A three-member panel of the high court on Monday affirmed the Dec. 19 decision by Chancellor Andre G. Bouchard, which upheld as valid a series of agreements Charney struck with Standard General shortly after his ouster over accusations of sexual harassment and mismanagement in 2014.
In a 65-page opinion, Bouchard had rejected Charney's claims that the New York-based investment firm duped him with promises it never intended to keep, and the judge slammed as “illogical” Charney's “kitchen sink” of defenses to Standard General's suit.
The Supreme Court did not hear oral argument's on Charney's appeal in August. The one-page order, signed by Justice James T. Vaughn Jr., instead confirmed Bouchard's decision on the briefs.
An attorney for Charney declined to comment, saying his firm had not been able to contact its client for permission to speak on the matter. An attorney for Standard General was not immediately available to comment on Tuesday.
Bouchard's ruling last December cleared the way for Standard General to recover a principal of $19.5 million, plus interest, on the loan that it made to Charney to help fund what turned out to be an unsuccessful proxy battle to retake his grip on American Apparel, which has since gone through two bankruptcies.
According to court documents, Charney borrowed the money in order to increase his holdings in the company to 43 percent so that he could launch a proxy contest to replace the board that had suspended him in the wake of the allegations.
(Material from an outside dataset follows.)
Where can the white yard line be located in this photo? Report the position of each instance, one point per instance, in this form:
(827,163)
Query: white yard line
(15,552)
Charney denies any wrongdoing and maintains that the accusations against him were fabricated.
After the Los Angeles-based company pushed back, however, Charney, Standard General and American Apparel entered a standstill agreement that reconstituted the board and established a committee to investigate misconduct allegations and decide whether Charney should return to the board. Charney and Standard General separately signed a string of agreements to define their relationship over the months that followed.
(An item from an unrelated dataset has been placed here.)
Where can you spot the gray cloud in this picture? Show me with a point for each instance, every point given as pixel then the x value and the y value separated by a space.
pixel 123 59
The committee in December 2014 voted against reinstating Charney, and the new American Apparel board terminated his employment for cause, sparking a flurry of litigation in multiple forums.
In Delaware, Charney raised a slew of 11 affirmative defenses to Standard General's suit, arguing among other things that Standard General had fraudulently induced him with promises that he would return as CEO.
Bouchard, however, said that Charney's claims contradicted the plain terms of the agreements, which laid out a committee process to consider Charney's potential return and established limitations on the parties' voting power in light of the standstill agreement.
“I conclude that Charney could not have reasonably relied on any of these alleged false promises because they directly conflict with the terms of the eight written agreements he signed, and that his other affirmative defenses fail as a matter of law and undisputed fact,” Bouchard wrote.
The case, on appeal, was captioned Charney v. Standard General.
Charney was represented by Theodore A. Kittila of Halloran Farkas + Kittila.
Standard General was represented by Shannon Rose Selden, Derek Wikstrom and Justin Horton of Debevoise & Plimpton and Raymond J. DiCamillo and Matthew D. Perri of Richards, Layton & Finger.